2014 2.2 CX-5 Diesel misfire or stutter

Jamesbil

Member
:
CX-5
Hi all,

New here and hoping for some advice. Recently purchased a 2014 Sport NAV AWD Diesel with 105k miles on the clock. Full Mazda history.

It has developed a stutter or misfire when cruising, not on acceleration. Kind of feels like dirty fuel but I had it serviced at Mazda and they have told me they have replaced the filter.
It is intermittent too, recently drove 70 miles, first 50 were fine then spluttering for the last 20. Same day it drove home the 70 miles fine.

Plugged it in to 3 different diagnostics, no codes.

Till the other day when the engine management light came on. Code was P0098, IAT2 Sensor high.
Removed the sensor, really dirty, cleaned it and cleared the code.

So far still seems to have the same symptoms.

Any ideas?

Thanks,
James
 
Of course theres no misfire from your 2.2L diesel as there's no spark plugs.

Although we have no diesel CX-5 here in the US, my guess for what you've experienced on stutter could be diesel particulate filter (DPF) regeneration process which is happening randomly to burn up the exhaust soot on the DPF.
 
Of course theres no misfire from your 2.2L diesel as there's no spark plugs.

Although we have no diesel CX-5 here in the US, my guess for what you've experienced on stutter could be diesel particulate filter (DPF) regeneration process which is happening randomly to burn up the exhaust soot on the DPF.

Its happening too much to be DPF regen.
 
Its happening too much to be DPF regen.
Based on Anchorman who has owned both gen-1 and gen-2 diesel CX-5 in UK, he said DPF regen happens too often on gen-1 CX-5 diesel, but has reduced frequency on gen-2 dramatically. May be you can seek some PCM software update to reduce the DPF regen's.
 
Of course theres no misfire from your 2.2L diesel as there's no spark plugs.

Although we have no diesel CX-5 here in the US, my guess for what you've experienced on stutter could be diesel particulate filter (DPF) regeneration process which is happening randomly to burn up the exhaust soot on the DPF.

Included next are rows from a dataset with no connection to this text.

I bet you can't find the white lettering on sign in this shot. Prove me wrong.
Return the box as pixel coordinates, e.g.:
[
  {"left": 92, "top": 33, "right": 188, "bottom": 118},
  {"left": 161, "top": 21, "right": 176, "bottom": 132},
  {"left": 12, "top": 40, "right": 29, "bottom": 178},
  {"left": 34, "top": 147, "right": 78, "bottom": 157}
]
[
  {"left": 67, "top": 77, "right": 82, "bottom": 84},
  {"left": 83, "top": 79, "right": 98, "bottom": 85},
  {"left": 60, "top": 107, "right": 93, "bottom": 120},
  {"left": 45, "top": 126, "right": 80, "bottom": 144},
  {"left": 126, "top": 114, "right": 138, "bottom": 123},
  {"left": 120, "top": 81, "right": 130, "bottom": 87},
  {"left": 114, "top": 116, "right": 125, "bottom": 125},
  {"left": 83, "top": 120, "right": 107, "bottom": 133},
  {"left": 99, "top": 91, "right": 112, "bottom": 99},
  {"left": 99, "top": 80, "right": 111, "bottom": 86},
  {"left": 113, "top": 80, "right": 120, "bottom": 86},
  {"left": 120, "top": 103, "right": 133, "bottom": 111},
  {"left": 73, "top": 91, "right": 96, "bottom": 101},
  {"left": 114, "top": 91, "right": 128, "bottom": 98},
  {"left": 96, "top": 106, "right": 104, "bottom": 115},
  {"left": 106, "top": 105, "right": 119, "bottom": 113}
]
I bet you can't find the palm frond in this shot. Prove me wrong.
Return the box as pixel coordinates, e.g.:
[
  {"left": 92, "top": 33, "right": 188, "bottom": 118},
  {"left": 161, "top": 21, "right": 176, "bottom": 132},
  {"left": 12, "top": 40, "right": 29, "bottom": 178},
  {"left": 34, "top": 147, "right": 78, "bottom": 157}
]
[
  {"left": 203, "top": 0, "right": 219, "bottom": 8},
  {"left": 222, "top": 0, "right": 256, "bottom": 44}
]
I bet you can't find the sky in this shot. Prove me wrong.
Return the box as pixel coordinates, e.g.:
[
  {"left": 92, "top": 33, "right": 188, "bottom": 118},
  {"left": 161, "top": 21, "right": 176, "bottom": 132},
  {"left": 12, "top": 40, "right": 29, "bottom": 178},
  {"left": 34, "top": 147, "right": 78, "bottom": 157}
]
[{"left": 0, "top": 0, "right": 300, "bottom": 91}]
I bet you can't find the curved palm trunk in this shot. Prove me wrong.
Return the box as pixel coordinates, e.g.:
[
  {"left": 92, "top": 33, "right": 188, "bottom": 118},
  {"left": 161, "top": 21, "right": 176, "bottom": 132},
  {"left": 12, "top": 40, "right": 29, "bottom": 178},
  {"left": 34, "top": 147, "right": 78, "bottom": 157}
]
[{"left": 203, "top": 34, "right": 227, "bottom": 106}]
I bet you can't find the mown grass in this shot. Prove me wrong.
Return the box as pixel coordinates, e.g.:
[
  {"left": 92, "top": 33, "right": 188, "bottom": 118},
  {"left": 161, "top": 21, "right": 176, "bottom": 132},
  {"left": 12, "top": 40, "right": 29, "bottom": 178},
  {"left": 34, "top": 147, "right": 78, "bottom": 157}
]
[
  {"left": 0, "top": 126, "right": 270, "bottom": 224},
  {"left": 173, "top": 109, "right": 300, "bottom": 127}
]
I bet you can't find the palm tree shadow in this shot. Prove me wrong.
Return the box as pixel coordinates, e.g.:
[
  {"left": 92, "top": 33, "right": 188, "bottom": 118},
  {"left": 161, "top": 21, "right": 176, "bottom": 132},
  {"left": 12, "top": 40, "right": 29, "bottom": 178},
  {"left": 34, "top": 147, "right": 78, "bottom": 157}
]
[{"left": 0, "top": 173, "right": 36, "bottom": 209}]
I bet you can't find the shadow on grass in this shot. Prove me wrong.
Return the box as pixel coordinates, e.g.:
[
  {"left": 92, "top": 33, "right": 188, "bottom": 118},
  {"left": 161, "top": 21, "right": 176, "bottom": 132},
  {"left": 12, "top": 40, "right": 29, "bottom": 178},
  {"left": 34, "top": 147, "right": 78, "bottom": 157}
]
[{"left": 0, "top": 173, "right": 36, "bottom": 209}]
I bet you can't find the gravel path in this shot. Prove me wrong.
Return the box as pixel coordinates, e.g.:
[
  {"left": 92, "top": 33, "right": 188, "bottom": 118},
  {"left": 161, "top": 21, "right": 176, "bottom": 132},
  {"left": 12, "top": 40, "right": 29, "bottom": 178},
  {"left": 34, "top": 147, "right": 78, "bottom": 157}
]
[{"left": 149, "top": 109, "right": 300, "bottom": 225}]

Hi, I'm experiencing exactly the same issue and I in faact believe it happens during DPF regens. Does anyone know how to get this resolved? Mine is 2014 Sport Trourer, 2.2 diesel skyactiv engine
 
common rail diesels rely heavily on the injectors (fuel control) and data from various sensors.
With that said bad diesel is known to clog injectors over time.
don't look at codes but may be try to look at live data and injectors and sensors data when it happens.
 
I'm waiting for obd reader to arrive from China, once it's here I will certainly try to check that. My car stutters at idle when dpf is regenerating. It also does regeneration every 70/80 miles which is quite short distance even for Mazda's
 
if you drive lots of city that would be normal. These dpf systems life extends primarily when driving highway.
The city traffic does not work well for the dpf as it has to enable regeneration more often.
In order for the crap to burn in dpf exhaust it needs high temps which are easy to achieve on highway speeds. In city its a problem so the regen part has to kick in to increase the temp and unclog the dpf part before the catalyst.
There are pressure sensors before and after the dpf/cat, as well as temp sensors. All that plus the dpf ecu and the 'dpf liquid' plays a role too.
 
Here in Australia KE diesel models are the worst engines on mazda. Mazda Australia is replacing those with issues under warranty with KF engines. They are doing like 10-15 a week. Too many issues and fails.
 
Hi @Jamesbil, I bought a CX-5 with 100k on clock, diesel 2.2 awd skyactiv bla bla. Had issues as soon as I bought it exactly as your problem. It was under warranty so we took advantage to have the techs look for the issue. They couldn't find anything at first but I was persistent and finally after three times of taking the car home and driving it for a day then forced to return to service, the problem happened with them driving it. Turned out to be the high pressure fuel pump. I'm waiting to get the car back to test it out again and make sure it actually was the high pressure fuel pump. It was apparently a very expensive part the guy said to me 6000 dollars which I didn't have to pay for because warranty but honestly I reckon 6k for a pump is total garbage lies.
 
Make sure to change the diesel filter frequently going forward and use quality diesel if available.
The diesel HP pump and the common rail injectors are usually the most expensive items, whether it would come to 6k I don't know but more than 1000 is my bet and changing is also painful sometimes.